If there are alternative things to do there, such as if there was an interpretation area, if there is an F&B outlet for people go and wait till their relatives and family climb the rock and come back again, I think there will be less pressure on the rock climbing and at end of the day the international tourists who haven’t been here before that’s the thing that they are coming to rock to do — that’s the excitement. However, for the repeat travellers, they don’t need to do it again. Instead, if the repeat travellers can be sent to an interpretation centre, while children climb and come it will be more interesting way to spend time and a learning experience. 

Thus, I think it is really about a master plan of the way and which the traffic flow. The disappointment when you come out of the property and experience, you have to go through a series of little vendors trying to sell things travellers don’t need. It takes away from the whole professionalism of the tourism experience and this is just a personal reflection.

Q: You mentioned ensuring safety and security as being utmost importance aspects in tourism. Could you elaborate?

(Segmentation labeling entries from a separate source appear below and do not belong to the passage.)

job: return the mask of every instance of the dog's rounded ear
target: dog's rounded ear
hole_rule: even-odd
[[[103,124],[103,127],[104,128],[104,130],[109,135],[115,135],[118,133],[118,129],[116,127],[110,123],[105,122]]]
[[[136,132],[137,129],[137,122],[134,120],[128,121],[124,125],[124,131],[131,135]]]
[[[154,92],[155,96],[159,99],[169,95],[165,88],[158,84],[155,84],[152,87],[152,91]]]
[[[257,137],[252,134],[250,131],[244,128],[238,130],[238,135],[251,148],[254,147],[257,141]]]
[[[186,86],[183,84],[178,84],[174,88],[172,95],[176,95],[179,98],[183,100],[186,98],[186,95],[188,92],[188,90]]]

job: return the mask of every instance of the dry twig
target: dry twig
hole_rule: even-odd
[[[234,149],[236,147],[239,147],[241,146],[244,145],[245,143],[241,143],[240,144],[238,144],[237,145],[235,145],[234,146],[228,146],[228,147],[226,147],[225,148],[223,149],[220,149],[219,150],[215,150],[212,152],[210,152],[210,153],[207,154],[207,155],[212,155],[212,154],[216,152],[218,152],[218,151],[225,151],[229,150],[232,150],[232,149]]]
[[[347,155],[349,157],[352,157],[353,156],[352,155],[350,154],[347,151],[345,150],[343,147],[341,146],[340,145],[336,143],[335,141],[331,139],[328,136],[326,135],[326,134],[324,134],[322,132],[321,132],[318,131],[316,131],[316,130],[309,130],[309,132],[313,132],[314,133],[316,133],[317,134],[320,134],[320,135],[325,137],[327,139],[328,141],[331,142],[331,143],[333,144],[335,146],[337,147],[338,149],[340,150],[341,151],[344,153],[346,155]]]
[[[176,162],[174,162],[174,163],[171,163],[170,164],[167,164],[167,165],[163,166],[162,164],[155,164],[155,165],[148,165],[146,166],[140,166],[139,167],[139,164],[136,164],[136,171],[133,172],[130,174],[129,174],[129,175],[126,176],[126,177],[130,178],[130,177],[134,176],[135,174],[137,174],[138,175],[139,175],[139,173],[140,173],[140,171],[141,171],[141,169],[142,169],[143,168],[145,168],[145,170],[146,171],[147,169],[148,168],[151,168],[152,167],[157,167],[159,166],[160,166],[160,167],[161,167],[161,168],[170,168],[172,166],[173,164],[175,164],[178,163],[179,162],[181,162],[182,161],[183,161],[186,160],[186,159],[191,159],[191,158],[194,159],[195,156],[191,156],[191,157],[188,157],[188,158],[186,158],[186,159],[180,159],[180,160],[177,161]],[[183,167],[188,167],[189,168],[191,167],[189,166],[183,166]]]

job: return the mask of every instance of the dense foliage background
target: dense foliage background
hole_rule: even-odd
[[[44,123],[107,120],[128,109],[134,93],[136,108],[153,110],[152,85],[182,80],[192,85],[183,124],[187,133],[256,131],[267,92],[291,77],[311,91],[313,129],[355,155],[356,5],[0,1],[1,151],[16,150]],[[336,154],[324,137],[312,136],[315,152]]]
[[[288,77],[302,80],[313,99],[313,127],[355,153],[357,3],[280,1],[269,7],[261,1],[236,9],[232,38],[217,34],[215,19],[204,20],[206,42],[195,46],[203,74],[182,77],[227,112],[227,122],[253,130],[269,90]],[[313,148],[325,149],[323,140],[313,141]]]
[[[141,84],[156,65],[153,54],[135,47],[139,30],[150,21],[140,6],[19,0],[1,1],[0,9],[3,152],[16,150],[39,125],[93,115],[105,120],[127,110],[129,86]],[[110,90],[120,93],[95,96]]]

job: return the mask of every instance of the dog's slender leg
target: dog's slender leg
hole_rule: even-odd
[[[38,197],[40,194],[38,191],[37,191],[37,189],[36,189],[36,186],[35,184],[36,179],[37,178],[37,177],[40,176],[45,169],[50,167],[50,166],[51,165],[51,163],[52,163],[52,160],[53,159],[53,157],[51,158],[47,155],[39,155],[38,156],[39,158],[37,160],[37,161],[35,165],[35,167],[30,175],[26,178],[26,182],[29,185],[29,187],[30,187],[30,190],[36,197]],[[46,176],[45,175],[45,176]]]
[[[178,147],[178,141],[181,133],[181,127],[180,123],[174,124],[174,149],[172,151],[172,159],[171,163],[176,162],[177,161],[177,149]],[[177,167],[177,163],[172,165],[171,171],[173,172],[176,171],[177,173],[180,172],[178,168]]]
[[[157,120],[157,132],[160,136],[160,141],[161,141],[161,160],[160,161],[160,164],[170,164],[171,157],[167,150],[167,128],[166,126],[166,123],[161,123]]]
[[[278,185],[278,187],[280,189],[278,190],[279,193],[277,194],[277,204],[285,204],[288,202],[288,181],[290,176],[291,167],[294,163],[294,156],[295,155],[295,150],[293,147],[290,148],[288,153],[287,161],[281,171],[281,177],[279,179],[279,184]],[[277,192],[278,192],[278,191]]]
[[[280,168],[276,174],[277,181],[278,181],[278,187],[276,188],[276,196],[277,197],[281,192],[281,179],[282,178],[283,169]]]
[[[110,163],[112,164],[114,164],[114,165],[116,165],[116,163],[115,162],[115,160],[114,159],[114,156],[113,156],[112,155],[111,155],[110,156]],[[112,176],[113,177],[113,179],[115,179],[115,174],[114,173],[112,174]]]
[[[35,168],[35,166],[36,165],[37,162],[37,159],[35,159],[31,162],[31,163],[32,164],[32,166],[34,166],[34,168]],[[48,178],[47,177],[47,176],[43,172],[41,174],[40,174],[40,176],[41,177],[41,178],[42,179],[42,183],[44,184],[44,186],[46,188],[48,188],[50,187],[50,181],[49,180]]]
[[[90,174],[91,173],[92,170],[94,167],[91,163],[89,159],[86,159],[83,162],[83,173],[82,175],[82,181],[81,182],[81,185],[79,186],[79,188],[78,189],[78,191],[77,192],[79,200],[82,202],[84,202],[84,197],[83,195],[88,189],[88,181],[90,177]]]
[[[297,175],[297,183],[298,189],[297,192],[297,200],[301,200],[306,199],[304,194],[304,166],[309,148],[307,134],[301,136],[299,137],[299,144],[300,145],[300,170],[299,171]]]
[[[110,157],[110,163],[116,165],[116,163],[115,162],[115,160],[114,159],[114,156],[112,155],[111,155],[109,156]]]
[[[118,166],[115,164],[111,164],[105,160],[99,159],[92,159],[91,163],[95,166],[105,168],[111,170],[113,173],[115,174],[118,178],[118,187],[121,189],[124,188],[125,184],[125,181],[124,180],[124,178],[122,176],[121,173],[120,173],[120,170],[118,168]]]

A: I think Sri Lanka has to go back to the principles that were set out in those examples I gave in the discussion and that is using three tier one countries on what are the most important things to them in visiting Australia. The number one in those three markets which is reflected in all tier one markets of Australia is safety and security. There is a strong commitment to self-preservation. If you’re a tourism marketer, you’re a person who has responsibility for the stewardship of your brand here. It is critical to ensure that the perception out there of safety and security is also the reality. 

The war in Sri Lanka ended almost a decade ago, yet people still have bad memories. Perception is reality. There needs to be an absolutely committed campaign to those countries which Sri Lanka regards as potential core markets, where the market intelligence is showing that is still an issue. In addition, there needs to be a level of confidence in your visitor tourist that the people driving the buses or vans are safe and they are good drivers and have accreditation. This is such a key message that it ought to be front and central in the way in which Sri Lanka presents itself and overcomes other perceptions.